Shell will buy the right to emit 500,000 metric tons of carbon from Indian chemicals firm SRF, its first involvement in a project that could earn more than $500m (£270m, E400m).
Richard Gledhill, global head of climate change at PricewaterhouseCoopers, which arranged the deal, told The Business: "This project is one of the biggest around. The point is that they're about to put the project in for registration. It's already been commissioned."
Three years ago, Shell met its target to cut internal greenhouse gas emissions by 10% compared with 1990 levels.
Since then, its emissions have been creeping up. Its latest target is simply to limit this rise so that emissions are 5% below 1990 levels by 2010.
The SRF plan is one of three big projects reducing emissions of HFC 23, a hydro-fluoro carbon 10,000 times as powerful a contributor to global warming as carbon dioxide.

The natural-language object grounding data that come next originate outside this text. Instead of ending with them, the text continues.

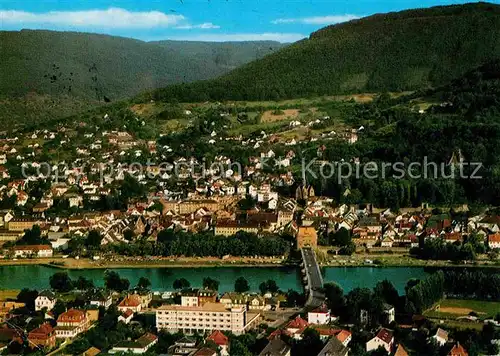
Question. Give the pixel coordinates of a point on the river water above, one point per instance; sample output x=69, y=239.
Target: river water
x=37, y=277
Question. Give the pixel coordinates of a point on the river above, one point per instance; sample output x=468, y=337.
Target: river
x=37, y=277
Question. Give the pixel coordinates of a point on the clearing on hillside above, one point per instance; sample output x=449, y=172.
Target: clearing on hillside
x=279, y=115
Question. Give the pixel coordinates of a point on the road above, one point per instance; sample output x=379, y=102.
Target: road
x=316, y=296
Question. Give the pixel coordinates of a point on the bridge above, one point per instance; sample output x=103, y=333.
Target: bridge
x=313, y=279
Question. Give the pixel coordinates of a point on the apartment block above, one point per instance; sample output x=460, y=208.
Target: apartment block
x=208, y=317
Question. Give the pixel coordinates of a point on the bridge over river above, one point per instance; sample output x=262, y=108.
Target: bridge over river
x=313, y=279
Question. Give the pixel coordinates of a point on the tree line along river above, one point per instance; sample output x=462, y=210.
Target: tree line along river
x=37, y=276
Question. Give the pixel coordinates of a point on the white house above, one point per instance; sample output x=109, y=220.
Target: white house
x=384, y=338
x=33, y=250
x=101, y=299
x=46, y=299
x=494, y=241
x=441, y=337
x=140, y=346
x=320, y=315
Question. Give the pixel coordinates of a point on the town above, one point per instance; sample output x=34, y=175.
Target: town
x=93, y=198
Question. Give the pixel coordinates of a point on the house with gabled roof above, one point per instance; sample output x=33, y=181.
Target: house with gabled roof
x=221, y=340
x=139, y=346
x=458, y=350
x=384, y=338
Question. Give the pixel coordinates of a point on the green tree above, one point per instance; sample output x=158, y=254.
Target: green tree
x=241, y=285
x=386, y=290
x=83, y=283
x=268, y=286
x=27, y=296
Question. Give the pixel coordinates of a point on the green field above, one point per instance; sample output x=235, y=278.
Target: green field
x=451, y=309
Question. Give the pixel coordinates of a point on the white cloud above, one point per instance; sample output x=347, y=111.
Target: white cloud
x=317, y=20
x=115, y=18
x=203, y=26
x=225, y=37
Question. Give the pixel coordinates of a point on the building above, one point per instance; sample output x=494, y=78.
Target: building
x=458, y=350
x=334, y=348
x=389, y=312
x=139, y=346
x=234, y=299
x=206, y=296
x=126, y=317
x=384, y=338
x=221, y=340
x=307, y=236
x=320, y=315
x=72, y=323
x=296, y=326
x=46, y=299
x=211, y=316
x=101, y=298
x=9, y=236
x=494, y=241
x=189, y=298
x=441, y=337
x=183, y=347
x=43, y=336
x=231, y=227
x=6, y=307
x=21, y=224
x=191, y=206
x=132, y=302
x=40, y=251
x=400, y=351
x=276, y=347
x=91, y=351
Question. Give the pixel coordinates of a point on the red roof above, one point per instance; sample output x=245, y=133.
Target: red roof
x=323, y=309
x=205, y=352
x=277, y=334
x=42, y=332
x=343, y=335
x=297, y=323
x=385, y=335
x=128, y=313
x=71, y=316
x=494, y=237
x=219, y=338
x=458, y=350
x=32, y=247
x=131, y=300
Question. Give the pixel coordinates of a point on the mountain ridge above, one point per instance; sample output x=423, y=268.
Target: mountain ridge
x=405, y=50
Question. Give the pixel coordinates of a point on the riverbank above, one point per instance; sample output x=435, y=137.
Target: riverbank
x=86, y=263
x=358, y=260
x=38, y=276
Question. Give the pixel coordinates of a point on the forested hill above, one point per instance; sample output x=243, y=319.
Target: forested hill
x=91, y=66
x=225, y=55
x=386, y=52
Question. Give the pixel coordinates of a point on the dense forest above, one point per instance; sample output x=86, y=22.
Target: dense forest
x=467, y=123
x=391, y=52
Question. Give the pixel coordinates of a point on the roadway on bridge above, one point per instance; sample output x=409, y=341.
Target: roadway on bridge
x=313, y=272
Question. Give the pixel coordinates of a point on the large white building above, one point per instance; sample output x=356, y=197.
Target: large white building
x=46, y=299
x=320, y=315
x=209, y=317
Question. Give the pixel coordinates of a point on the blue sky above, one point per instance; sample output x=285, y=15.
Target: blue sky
x=210, y=20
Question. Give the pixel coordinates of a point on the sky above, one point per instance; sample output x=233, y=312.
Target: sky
x=196, y=20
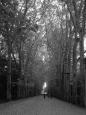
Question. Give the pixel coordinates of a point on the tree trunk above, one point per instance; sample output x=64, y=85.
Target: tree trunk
x=82, y=71
x=9, y=72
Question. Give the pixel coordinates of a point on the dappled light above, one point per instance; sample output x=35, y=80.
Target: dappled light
x=43, y=50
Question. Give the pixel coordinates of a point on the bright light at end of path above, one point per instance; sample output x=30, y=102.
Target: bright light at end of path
x=44, y=85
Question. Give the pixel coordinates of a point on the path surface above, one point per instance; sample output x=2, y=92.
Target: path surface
x=39, y=106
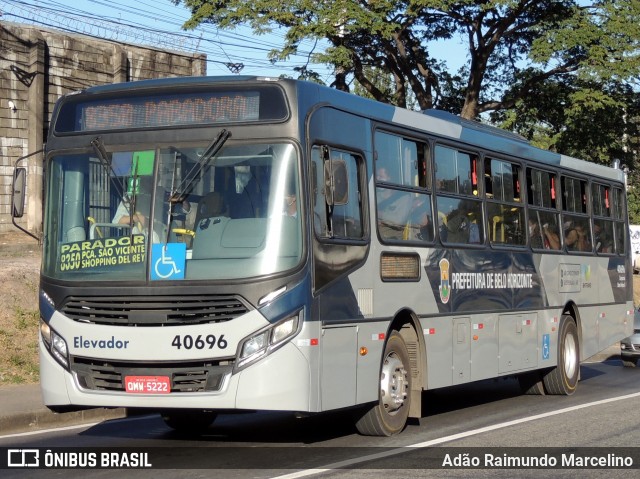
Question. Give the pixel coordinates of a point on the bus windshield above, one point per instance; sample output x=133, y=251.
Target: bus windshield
x=177, y=212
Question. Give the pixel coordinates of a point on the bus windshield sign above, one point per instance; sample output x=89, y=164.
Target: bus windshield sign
x=168, y=110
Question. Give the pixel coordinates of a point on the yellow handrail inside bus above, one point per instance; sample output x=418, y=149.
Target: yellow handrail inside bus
x=92, y=220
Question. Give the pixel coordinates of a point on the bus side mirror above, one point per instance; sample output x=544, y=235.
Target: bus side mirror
x=337, y=182
x=18, y=192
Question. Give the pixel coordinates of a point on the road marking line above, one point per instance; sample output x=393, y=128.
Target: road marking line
x=434, y=442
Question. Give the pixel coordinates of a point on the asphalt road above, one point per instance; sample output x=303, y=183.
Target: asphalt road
x=461, y=422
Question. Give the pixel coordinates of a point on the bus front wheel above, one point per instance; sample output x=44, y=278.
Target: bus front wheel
x=389, y=415
x=563, y=379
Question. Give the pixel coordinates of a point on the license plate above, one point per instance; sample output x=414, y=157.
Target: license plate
x=147, y=384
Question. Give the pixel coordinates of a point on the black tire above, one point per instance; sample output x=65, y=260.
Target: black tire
x=531, y=383
x=389, y=415
x=563, y=379
x=188, y=421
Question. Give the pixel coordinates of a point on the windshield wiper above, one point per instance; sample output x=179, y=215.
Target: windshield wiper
x=98, y=147
x=178, y=194
x=212, y=150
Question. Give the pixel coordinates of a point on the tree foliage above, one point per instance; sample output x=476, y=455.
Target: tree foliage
x=560, y=72
x=513, y=46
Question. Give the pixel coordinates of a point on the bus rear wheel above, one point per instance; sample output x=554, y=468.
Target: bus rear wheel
x=563, y=379
x=188, y=421
x=389, y=415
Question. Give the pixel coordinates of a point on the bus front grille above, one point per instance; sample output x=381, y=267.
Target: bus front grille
x=154, y=310
x=185, y=377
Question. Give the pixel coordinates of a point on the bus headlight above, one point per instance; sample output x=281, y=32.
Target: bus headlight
x=266, y=341
x=56, y=345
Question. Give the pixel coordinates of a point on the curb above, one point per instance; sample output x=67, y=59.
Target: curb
x=44, y=418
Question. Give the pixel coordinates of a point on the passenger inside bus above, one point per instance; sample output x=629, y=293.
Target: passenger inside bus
x=542, y=238
x=419, y=227
x=575, y=237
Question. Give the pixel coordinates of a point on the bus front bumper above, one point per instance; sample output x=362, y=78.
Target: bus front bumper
x=279, y=381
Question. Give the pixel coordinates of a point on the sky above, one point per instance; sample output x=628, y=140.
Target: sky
x=159, y=23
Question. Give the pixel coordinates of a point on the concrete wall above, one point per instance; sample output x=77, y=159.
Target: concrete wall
x=37, y=66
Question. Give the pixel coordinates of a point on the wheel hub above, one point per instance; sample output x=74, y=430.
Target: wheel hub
x=394, y=382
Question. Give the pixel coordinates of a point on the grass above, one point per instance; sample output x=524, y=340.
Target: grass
x=19, y=321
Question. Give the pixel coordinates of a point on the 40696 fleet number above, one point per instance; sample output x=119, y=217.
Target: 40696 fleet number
x=209, y=341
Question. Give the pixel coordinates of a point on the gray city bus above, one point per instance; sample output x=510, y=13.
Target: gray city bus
x=241, y=243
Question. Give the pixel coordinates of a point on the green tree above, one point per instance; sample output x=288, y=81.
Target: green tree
x=513, y=46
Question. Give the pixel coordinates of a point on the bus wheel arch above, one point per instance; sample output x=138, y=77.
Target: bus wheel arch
x=388, y=416
x=563, y=378
x=408, y=324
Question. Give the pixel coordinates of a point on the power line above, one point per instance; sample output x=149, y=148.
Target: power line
x=53, y=14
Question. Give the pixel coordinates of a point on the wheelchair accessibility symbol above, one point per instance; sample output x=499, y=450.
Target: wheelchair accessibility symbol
x=545, y=346
x=168, y=261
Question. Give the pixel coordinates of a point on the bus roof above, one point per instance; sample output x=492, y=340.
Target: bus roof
x=443, y=124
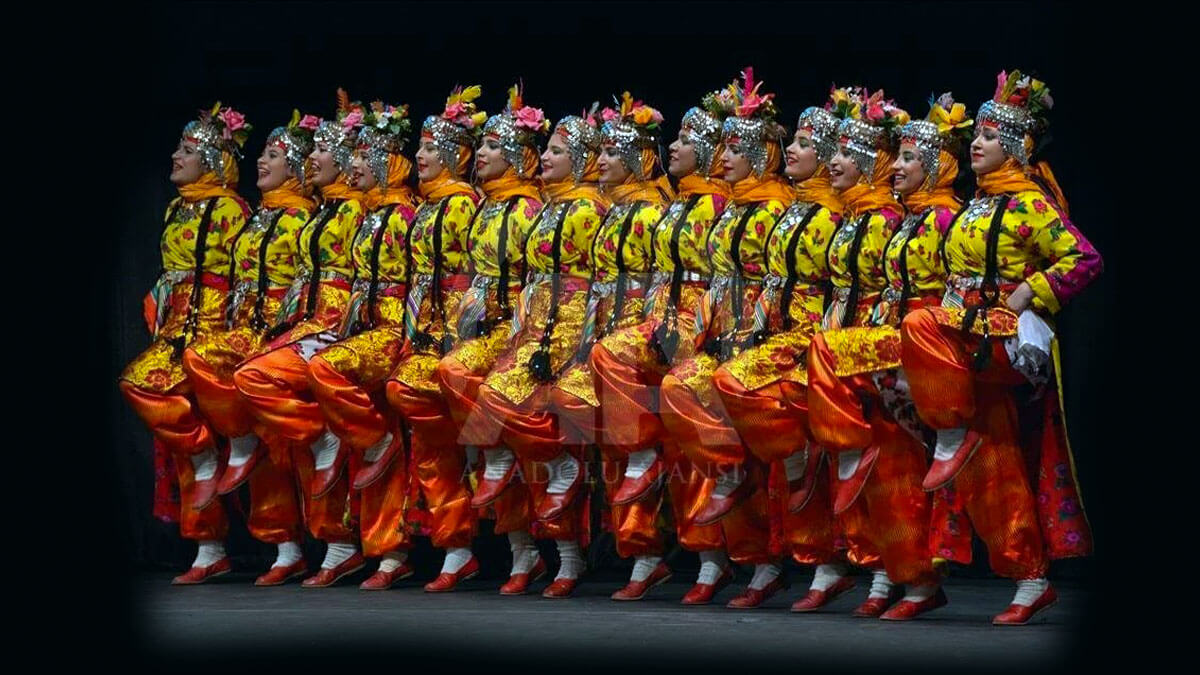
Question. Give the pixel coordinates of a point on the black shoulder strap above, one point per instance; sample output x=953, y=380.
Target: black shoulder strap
x=790, y=260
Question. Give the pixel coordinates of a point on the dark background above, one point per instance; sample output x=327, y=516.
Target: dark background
x=264, y=59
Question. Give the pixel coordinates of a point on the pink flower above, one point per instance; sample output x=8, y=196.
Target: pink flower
x=529, y=118
x=232, y=119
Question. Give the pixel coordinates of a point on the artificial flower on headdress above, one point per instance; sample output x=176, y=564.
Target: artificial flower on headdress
x=461, y=108
x=951, y=117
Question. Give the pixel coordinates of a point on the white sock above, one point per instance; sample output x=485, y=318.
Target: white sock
x=393, y=560
x=289, y=554
x=639, y=461
x=372, y=453
x=765, y=574
x=571, y=559
x=455, y=560
x=881, y=586
x=711, y=566
x=241, y=449
x=827, y=575
x=563, y=471
x=337, y=554
x=921, y=593
x=204, y=465
x=948, y=441
x=1027, y=590
x=210, y=551
x=525, y=553
x=324, y=451
x=729, y=481
x=497, y=463
x=643, y=566
x=847, y=463
x=793, y=464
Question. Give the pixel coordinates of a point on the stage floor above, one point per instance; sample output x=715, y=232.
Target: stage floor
x=477, y=623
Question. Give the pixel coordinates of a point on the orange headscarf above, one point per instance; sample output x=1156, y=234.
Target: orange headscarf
x=875, y=195
x=769, y=186
x=942, y=193
x=1012, y=177
x=444, y=185
x=817, y=190
x=289, y=195
x=510, y=184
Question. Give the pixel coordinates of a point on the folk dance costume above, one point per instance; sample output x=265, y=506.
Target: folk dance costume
x=263, y=266
x=763, y=388
x=275, y=383
x=187, y=303
x=347, y=378
x=629, y=363
x=1013, y=260
x=691, y=410
x=859, y=406
x=438, y=281
x=507, y=161
x=545, y=333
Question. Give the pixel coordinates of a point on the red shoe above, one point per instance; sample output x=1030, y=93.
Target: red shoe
x=519, y=583
x=815, y=599
x=324, y=479
x=846, y=491
x=203, y=493
x=906, y=610
x=324, y=578
x=489, y=490
x=1020, y=615
x=282, y=574
x=633, y=489
x=636, y=590
x=202, y=574
x=561, y=589
x=943, y=472
x=373, y=471
x=873, y=608
x=703, y=593
x=234, y=476
x=383, y=580
x=751, y=598
x=448, y=580
x=717, y=508
x=801, y=491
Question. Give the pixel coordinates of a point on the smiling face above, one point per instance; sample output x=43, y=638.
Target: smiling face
x=273, y=168
x=612, y=169
x=361, y=175
x=802, y=156
x=843, y=171
x=987, y=154
x=490, y=160
x=910, y=173
x=736, y=163
x=429, y=162
x=682, y=157
x=556, y=161
x=324, y=168
x=185, y=162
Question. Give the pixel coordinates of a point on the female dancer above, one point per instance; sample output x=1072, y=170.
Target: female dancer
x=1014, y=260
x=186, y=303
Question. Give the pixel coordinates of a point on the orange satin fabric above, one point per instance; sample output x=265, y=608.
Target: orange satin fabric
x=173, y=418
x=438, y=464
x=994, y=487
x=275, y=387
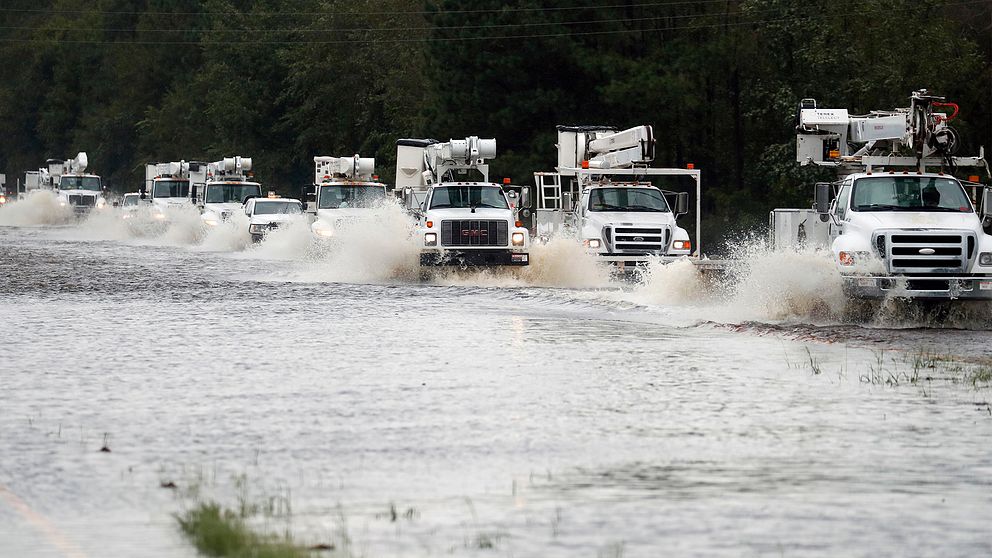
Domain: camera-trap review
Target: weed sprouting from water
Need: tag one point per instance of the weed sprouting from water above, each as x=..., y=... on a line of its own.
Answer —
x=220, y=532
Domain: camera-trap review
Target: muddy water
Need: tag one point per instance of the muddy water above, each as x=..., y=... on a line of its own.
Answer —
x=548, y=412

Cutting HFC 23 emissions is one of the most efficient ways of reducing greenhouse gases because a far lower volume of gas needs to be disposed of to gain credits. These gases have nothing do with the oil industry, but Shell's involvment gives it credits to set against its own emissions.
SRF last week began capturing and destroying HFC 23, a by-product of the refridgerant industry, and will soon seek to have the project registered by the United Nations.
Two other HFC projects have already been approved - one at Gujarat Fluorochemicals in India and the other in South Korea.
Gledhill said the projects showed the Clean Development Mechanism, which has been widely attacked by environmentalists, worked. It allows companies and countries to meet their Kyoto targets by cutting carbon emissions in the developing world rather than at home.